A atual Constituição Brasileira, promulgada em 1988, teve como base a redemocratização do país e objetiva o asseguramento das liberdades individuais e coletivas.  

A Lei Maior institucionalizou a instauração de um regime político democrático e um avanço significativo na consolidação legislativa das garantias e direitos fundamentais, ambicionando a proteção de setores vulneráveis da sociedade brasileira. O alicerce do Estado Democrático de Direito, nesse contexto, passa a ser a cidadania e a dignidade da pessoa humana, que somente poderia ser conferido por meios de prestações positivas para concretizar a democracia econômica, social e cultural. 

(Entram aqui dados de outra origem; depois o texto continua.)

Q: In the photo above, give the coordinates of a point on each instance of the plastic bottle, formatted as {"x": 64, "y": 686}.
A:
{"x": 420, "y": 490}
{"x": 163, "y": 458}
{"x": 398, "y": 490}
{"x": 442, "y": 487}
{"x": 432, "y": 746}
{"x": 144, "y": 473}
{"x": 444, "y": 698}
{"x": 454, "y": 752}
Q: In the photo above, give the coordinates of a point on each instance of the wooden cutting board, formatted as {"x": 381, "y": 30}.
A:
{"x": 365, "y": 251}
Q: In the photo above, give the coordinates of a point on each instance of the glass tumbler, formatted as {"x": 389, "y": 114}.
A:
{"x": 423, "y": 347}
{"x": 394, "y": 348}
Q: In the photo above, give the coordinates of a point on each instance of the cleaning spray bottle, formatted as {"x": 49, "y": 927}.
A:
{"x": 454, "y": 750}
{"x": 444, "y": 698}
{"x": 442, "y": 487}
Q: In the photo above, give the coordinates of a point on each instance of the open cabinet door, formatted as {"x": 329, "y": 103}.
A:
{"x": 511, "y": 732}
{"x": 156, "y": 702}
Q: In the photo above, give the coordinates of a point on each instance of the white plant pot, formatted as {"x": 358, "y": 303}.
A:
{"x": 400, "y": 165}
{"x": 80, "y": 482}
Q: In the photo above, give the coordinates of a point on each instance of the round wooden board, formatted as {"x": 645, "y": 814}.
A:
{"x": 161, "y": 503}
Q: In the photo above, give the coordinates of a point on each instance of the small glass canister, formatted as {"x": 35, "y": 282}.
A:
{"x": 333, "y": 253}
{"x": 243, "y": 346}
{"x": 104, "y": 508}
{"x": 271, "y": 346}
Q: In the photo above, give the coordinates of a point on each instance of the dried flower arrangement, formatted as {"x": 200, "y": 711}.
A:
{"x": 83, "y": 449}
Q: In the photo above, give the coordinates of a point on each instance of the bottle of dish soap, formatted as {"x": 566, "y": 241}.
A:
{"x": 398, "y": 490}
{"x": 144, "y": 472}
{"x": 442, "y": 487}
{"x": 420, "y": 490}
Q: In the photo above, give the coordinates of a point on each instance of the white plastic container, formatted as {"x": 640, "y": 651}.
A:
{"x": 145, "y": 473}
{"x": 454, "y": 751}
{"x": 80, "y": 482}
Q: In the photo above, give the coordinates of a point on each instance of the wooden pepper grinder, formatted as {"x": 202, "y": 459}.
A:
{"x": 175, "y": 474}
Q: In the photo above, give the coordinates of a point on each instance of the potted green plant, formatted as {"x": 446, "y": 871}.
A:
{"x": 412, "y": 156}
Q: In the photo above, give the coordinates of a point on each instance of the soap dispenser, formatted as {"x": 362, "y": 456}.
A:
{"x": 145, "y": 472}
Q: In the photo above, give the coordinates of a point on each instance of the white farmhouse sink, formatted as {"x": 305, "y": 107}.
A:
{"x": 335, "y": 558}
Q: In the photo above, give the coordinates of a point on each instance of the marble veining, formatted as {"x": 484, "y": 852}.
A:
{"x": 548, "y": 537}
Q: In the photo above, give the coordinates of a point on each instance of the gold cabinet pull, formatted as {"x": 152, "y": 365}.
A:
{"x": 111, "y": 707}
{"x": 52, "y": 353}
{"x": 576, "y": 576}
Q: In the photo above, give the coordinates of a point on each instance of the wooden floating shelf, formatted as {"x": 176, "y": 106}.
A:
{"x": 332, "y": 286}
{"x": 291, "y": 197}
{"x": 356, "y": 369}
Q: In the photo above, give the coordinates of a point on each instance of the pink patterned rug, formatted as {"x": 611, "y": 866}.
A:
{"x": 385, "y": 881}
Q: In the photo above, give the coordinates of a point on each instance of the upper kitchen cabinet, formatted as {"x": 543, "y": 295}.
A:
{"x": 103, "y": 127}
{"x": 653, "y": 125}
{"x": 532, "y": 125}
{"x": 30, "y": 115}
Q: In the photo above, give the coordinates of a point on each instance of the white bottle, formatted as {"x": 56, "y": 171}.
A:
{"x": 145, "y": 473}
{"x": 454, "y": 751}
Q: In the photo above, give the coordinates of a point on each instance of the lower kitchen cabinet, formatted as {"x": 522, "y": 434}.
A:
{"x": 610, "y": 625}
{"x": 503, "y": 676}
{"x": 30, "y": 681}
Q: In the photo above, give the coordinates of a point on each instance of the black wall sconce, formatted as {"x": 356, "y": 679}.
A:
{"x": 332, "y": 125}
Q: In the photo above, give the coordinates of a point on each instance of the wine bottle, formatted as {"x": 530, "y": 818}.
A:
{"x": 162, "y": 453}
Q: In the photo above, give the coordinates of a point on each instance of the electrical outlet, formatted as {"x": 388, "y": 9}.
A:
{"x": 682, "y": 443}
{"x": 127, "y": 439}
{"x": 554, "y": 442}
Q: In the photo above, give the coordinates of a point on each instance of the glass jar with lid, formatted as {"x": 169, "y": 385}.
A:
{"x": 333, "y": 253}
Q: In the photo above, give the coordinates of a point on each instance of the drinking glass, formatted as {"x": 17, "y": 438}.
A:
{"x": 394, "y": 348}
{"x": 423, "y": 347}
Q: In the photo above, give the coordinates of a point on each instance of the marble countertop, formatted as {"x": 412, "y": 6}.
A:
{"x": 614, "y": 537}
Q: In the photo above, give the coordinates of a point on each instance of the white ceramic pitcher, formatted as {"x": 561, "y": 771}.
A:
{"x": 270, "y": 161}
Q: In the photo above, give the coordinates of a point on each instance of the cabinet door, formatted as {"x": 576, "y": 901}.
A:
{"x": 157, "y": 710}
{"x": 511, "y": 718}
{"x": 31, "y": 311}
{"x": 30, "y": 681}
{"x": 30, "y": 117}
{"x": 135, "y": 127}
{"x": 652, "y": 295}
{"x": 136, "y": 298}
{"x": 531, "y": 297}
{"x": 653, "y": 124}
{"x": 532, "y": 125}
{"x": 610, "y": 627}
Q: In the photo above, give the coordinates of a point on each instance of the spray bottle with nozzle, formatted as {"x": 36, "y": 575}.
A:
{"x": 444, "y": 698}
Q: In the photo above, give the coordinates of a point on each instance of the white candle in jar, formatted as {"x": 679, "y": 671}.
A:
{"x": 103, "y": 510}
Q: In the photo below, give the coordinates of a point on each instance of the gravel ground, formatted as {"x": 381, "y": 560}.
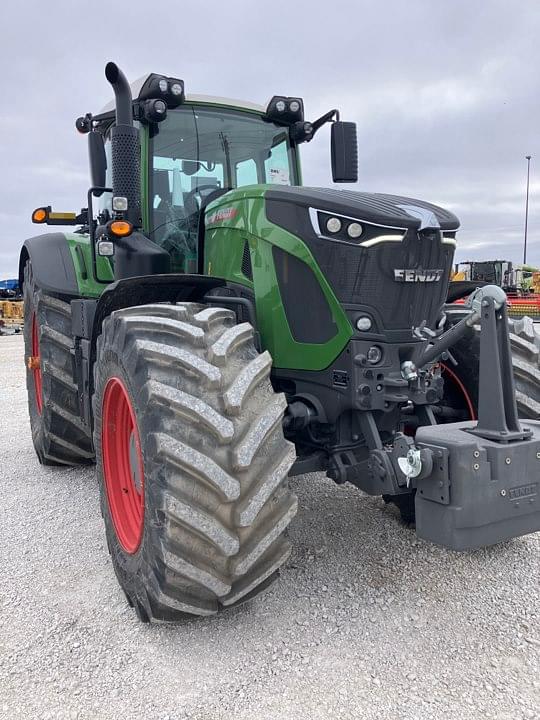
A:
{"x": 367, "y": 621}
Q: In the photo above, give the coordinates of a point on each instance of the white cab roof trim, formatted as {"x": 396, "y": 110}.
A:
{"x": 208, "y": 99}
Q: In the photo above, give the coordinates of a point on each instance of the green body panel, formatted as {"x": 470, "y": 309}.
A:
{"x": 239, "y": 216}
{"x": 88, "y": 287}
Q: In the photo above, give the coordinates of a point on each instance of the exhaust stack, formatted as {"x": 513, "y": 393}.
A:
{"x": 126, "y": 156}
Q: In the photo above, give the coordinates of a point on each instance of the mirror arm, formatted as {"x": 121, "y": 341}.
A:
{"x": 330, "y": 116}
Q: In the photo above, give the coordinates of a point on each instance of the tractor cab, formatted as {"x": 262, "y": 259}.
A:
{"x": 194, "y": 148}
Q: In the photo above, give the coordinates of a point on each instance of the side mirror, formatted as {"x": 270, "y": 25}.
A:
{"x": 344, "y": 152}
{"x": 97, "y": 158}
{"x": 190, "y": 167}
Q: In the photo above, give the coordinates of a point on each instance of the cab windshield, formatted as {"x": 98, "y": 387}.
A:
{"x": 197, "y": 151}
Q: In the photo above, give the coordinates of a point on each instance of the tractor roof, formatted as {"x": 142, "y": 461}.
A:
{"x": 205, "y": 99}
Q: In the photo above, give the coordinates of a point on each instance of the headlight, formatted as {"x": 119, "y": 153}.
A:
{"x": 374, "y": 355}
{"x": 364, "y": 324}
{"x": 333, "y": 225}
{"x": 354, "y": 230}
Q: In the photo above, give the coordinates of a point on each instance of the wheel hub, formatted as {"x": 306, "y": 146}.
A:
{"x": 122, "y": 465}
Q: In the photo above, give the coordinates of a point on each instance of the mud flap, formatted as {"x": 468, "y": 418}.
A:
{"x": 480, "y": 492}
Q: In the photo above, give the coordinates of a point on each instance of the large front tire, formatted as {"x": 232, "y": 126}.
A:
{"x": 191, "y": 459}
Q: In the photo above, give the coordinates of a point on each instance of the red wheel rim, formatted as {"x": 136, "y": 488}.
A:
{"x": 462, "y": 389}
{"x": 36, "y": 369}
{"x": 122, "y": 465}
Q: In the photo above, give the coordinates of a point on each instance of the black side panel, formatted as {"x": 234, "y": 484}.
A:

Para a concreta efetivação destes ideais, as políticas públicas são a base de agir do Estado, que, imbuído de discricionariedade, deverá escolher qual a política mais necessária frente a escassez de recursos. Ao fazer essa opção, a Administração Pública deve estar atenta aos anseios sociais e mazelas ao qual os cidadãos podem ser submetidos. 

No entanto, quando não há esse agir positivo da Administração, poderia então o Judiciário intervir para impelir neste fazer administrativo? E se o fizer, dada a limitação financeira, seria o Judiciário responsável por determinar a fonte de custeio para tal?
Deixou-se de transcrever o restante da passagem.